|
Posted: Jul 15, 2010 |
[ # 106 ]
|
|
Senior member
Total posts: 257
Joined: Jan 2, 2010
|
*Update*
I spent some time creating the following draft document tonight. It outlines some thoughts on creating sentences describing ‘where’ Walter is located.
http://www.chuckbolin.com/walter/Walter_Location.pdf
I’m open to ideas…please send them my way.
Communicating location is a ‘two-way’ process. Walter needs to describe his location in clear and varied terms. In addition, Walter must respond to commands to reposition himself to another location. This technique should suffice….but I need to test.
Regards,
Chuck
|
|
|
|
|
Posted: Jul 15, 2010 |
[ # 107 ]
|
|
Administrator
Total posts: 3111
Joined: Jun 14, 2010
|
I can’t see anything I would change, add to, or remove from that, Chuck. It looks very good to me. I’d be interested in seeing the structure of the code that determines and outputs the responses, however.
|
|
|
|
|
Posted: Jul 15, 2010 |
[ # 108 ]
|
|
Senior member
Total posts: 974
Joined: Oct 21, 2009
|
Nice, I see you are starting to focus on grammar and how it applies to ‘real world physics’. I notice you have “I am ....” may I also suggest also contractions (Walter should also sometimes say “I’m at the .....”.
|
|
|
|
|
Posted: Jul 15, 2010 |
[ # 109 ]
|
|
Senior member
Total posts: 257
Joined: Jan 2, 2010
|
Thanks!
At present I’m considering that every question (normal conversation) has a specific meaning or intent (ignoring sarcasm and other exceptions).

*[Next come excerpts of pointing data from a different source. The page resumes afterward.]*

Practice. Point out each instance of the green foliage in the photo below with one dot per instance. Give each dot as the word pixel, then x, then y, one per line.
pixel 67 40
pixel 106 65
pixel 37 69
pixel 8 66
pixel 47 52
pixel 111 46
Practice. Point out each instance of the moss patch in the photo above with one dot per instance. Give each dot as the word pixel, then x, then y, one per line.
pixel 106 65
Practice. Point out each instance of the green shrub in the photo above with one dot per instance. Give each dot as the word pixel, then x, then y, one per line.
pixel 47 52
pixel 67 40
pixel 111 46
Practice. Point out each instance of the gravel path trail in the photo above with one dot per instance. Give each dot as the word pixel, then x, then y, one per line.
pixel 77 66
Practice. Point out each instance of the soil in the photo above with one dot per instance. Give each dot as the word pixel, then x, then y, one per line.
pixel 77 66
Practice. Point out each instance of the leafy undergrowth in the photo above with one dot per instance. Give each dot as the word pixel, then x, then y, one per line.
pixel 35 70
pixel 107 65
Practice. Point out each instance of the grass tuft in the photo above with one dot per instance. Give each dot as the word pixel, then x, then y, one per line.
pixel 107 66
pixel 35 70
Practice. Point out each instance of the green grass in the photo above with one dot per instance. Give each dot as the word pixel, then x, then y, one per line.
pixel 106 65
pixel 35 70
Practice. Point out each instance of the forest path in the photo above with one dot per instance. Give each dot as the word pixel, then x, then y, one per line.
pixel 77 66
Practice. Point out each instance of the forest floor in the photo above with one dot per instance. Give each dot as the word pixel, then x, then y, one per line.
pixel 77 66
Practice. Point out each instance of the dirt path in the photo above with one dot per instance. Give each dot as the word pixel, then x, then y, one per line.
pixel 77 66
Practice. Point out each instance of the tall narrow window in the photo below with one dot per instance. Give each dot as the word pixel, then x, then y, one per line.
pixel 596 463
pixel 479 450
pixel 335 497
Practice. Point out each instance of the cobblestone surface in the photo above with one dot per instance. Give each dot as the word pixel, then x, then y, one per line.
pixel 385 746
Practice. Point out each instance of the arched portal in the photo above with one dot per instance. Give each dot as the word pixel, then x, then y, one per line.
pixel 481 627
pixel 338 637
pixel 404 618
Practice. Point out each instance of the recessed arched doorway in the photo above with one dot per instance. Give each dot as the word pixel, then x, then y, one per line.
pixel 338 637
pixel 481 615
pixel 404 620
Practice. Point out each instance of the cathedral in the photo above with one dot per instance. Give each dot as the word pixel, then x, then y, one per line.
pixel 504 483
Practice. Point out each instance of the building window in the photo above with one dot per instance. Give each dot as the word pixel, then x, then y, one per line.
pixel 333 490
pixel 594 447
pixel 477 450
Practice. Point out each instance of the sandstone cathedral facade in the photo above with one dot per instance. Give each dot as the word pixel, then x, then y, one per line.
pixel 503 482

However there are multiple ways of expressing this meaning or intent So, for the moment my questions are translated into a specific function call unless the meaning is not understood.
So “Where are you?” is translated to a function call such as bRet = GetBotInformation(sResponse, CONST_WHERE_ARE_YOU). Of course there are multiple ways to answer this question. I’m experimenting at the moment with how to determine the most human like response. If Walter is ‘geeky’ and ‘silly’ (personality module) then he might choose something a bit off from normal.
You can see that the phrase, regardless of language, results in the same function call.
When a question is not understood, Walter will ask followup questions design to identify the likely meaning. Of course I haven’t begun to work on this.
After I get this simple English “wher are you?” finished I’ll work on supporting Spanish and German…until it becomes too painful.
Thanks for the encouragement.
Regards,
Chuck
|
|
|
|
|
Posted: Jul 17, 2010 |
[ # 110 ]
|
|
Senior member
Total posts: 257
Joined: Jan 2, 2010
|
*Update*
I’ve started discussions with my son (comp sci guy) about uploading real time data about Walter to Walter’s very own web site. He has a few ideas on how to develop the database and to get the data from a PC app to the web site. I thought it would be interesting to check on Walters wanderings to and fro. More to come…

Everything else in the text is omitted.